Halloween - 1,983 Days Out
Don is outside at the end of our sidewalk all bundled up in his Woolrich coat and wearing his Stetson cowboy hat, a canvas bag of Reese’s peanut butter cups tied to his wheelchair. He’s waiting for the ghosts, gremlins, pirates and princess’s to come begging for candy. He’s having the time of his life. Until recent years, he’d always worked nights and never got to experience this ritual of fall. Imagine that, being over fifty years old before handing out your first Halloween treats. He knows most of the kids from his ‘trolling for friends’ rides in his electric wheelchair during the summer months.

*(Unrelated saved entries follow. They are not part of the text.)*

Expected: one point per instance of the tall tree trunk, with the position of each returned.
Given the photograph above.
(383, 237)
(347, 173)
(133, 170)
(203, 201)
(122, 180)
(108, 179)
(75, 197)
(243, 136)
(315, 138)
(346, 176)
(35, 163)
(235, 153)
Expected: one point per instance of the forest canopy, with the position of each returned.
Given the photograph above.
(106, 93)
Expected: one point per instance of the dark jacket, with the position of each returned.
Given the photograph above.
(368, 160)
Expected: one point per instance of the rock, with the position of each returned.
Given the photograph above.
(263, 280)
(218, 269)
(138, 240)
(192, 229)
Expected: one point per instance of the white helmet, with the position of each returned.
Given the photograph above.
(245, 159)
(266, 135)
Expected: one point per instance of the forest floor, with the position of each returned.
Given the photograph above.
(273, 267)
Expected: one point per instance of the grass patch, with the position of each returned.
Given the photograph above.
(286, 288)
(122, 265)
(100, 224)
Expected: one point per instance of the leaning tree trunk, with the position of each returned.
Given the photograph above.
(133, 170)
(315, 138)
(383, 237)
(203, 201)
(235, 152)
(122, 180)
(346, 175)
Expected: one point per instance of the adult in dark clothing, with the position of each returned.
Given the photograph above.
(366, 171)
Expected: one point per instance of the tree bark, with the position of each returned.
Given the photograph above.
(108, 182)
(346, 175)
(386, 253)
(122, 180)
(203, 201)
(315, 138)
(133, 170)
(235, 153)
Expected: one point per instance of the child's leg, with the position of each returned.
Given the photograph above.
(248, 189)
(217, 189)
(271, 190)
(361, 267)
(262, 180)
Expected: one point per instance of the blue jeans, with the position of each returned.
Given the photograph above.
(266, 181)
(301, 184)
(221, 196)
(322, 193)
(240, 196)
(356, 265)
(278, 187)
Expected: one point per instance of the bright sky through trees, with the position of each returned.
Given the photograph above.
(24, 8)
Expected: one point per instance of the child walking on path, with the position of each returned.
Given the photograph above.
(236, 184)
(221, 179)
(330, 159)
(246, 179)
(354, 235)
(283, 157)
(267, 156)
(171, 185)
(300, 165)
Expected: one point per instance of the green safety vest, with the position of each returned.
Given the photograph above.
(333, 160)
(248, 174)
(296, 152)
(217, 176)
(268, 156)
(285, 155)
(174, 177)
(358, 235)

I’ve been trying to locate a garden’s doorbell that I once saw in a catalog and didn’t have the brains to order it right there and then. The part that rings has a belt clip so you could wear it and the part you press to ring would have been ideal to hook up to Don’s wheelchair. That way, I’d always be at his beck and call, as long as I didn’t get more than 500 feet away. It would come in handy for times like tonight, if Don needs his candy supply replenished or when we’re in the grocery store and his Starbuck debit card is over-drawn. It would have come in handy this morning when he was in the bathroom and he accidentally spilled his urinal on the floor. Again.

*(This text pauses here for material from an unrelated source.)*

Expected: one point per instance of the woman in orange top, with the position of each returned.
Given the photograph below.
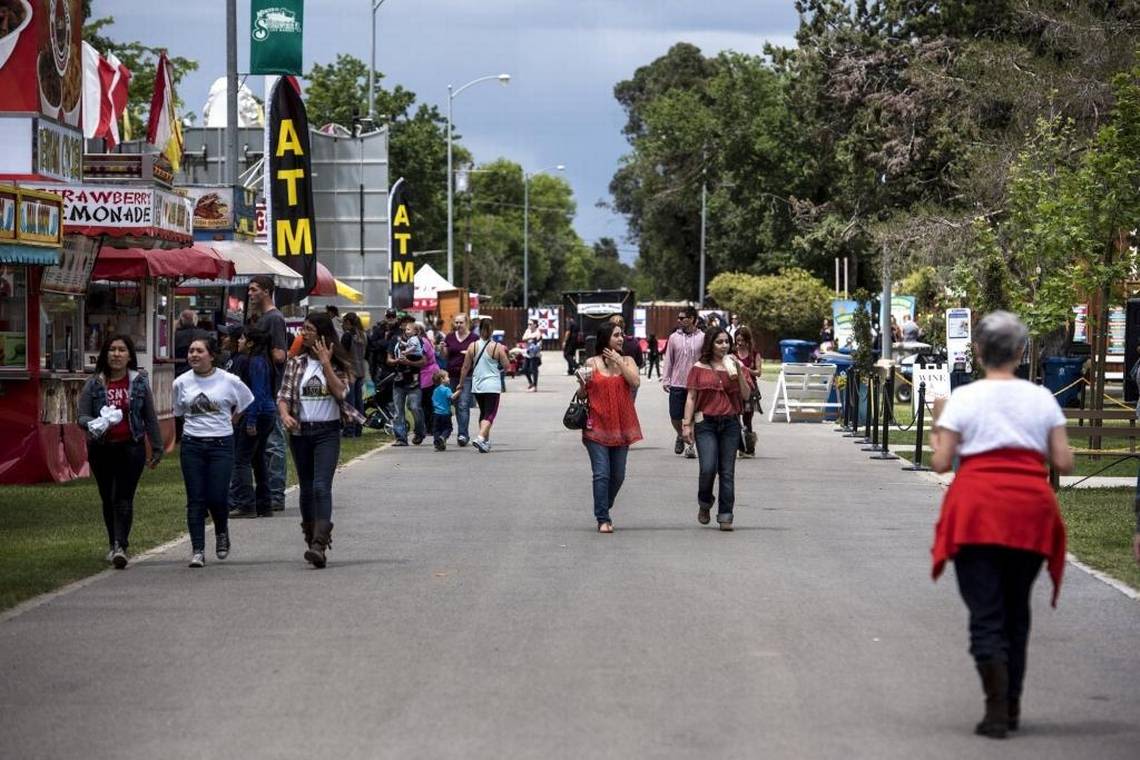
(605, 381)
(716, 392)
(1000, 517)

Last night I typed up all my notes from the book that I had kept in Don’s room in the first 101 days after his stroke. I asked him if he wanted to read them and he does. I’m thinking it might help him be less complacent about doing his arm and leg exercises when he sees it in black and white how hard-earned it was for him to be able to stand up and make transfers, etc. The notes don’t include improvements he’s made in speech and cognitive issues since the stroke because most of them didn’t even begin until he got into out-patient therapy, after his first 101 days.

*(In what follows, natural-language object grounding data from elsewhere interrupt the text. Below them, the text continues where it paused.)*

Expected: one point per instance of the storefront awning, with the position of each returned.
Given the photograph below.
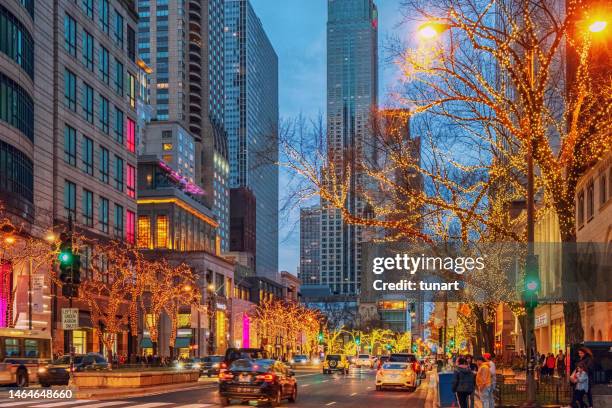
(182, 342)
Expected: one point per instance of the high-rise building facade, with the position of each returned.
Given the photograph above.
(310, 245)
(352, 80)
(182, 41)
(251, 121)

Day 23: Hospital. The breakfast tray came up with all regular liquids. No one seems to get the thickened liquids order right! The cardiologist was in this morning and he’s going to wait a couple of days to do the jump start (cardio inversion) on Don’s heart. He’s known Don a long time and he said he’d try to pull a few strings with the social workers here and try to get Don back into the rehabilitation hospital, instead of having to go back to the sub-acute nursing home. He didn’t believe the ‘vegetable for life’ prognosis either. Don had a rough day. They did an echogram, blood work, and the physical therapist was here to do some bedside range of motion stuff. Hospital staff was in and out of his room all day and they seemed to wear Don out. One of those people was a rehabilitation specialist and he told me that Don “can’t make the grade” to go back to rehab. That was a royal let down but not a complete surprise. I asked him what exactly Don would have to be able to do to make the grade. He said: 1) He’d have to be able to follow two-step directions; 2) He’d have to be able to weight bear on one leg; and, 3) He’d have to have some place to go after rehab where he won’t be living alone. At least now I feel like we’ve got some marching orders.
Day 24: Nothing new.
Day 25: The cardio inversion worked! Don’s heart rhythm is back were it belongs but what a stressful procedure that turned out to be. First, his own cardiologist had emergency surgery so they gave us someone new. He told us it would only take ten minutes but it ended up being almost two hours. Earlier in the day they had Don hooked up the heart monitor and something was going on that caused nurses to come running in and about to call a Code Blue. This happened several times over the morning so I was anxious the procedure, afraid he’d die before they got to it. Then when they got the machine in the room that was suppose to do the inversion, it wasn’t acting predictable so they called a computer specialist in. He fiddled around and finally called an electrical maintenance man in and it was determined that a wall receptacle was causing all the trouble. They wouldn’t let me stay in the room during all this so I was eavesdropping outside the door the whole time. The next thing that happened was they had the maintenance man hold the machine’s plug in the wall while the doctor let a nurse hold the paddles used to jump start Don’s heart! “She always wanted to do it,” she had told the doctor. I’m still shocked that he actually allowed her to do it.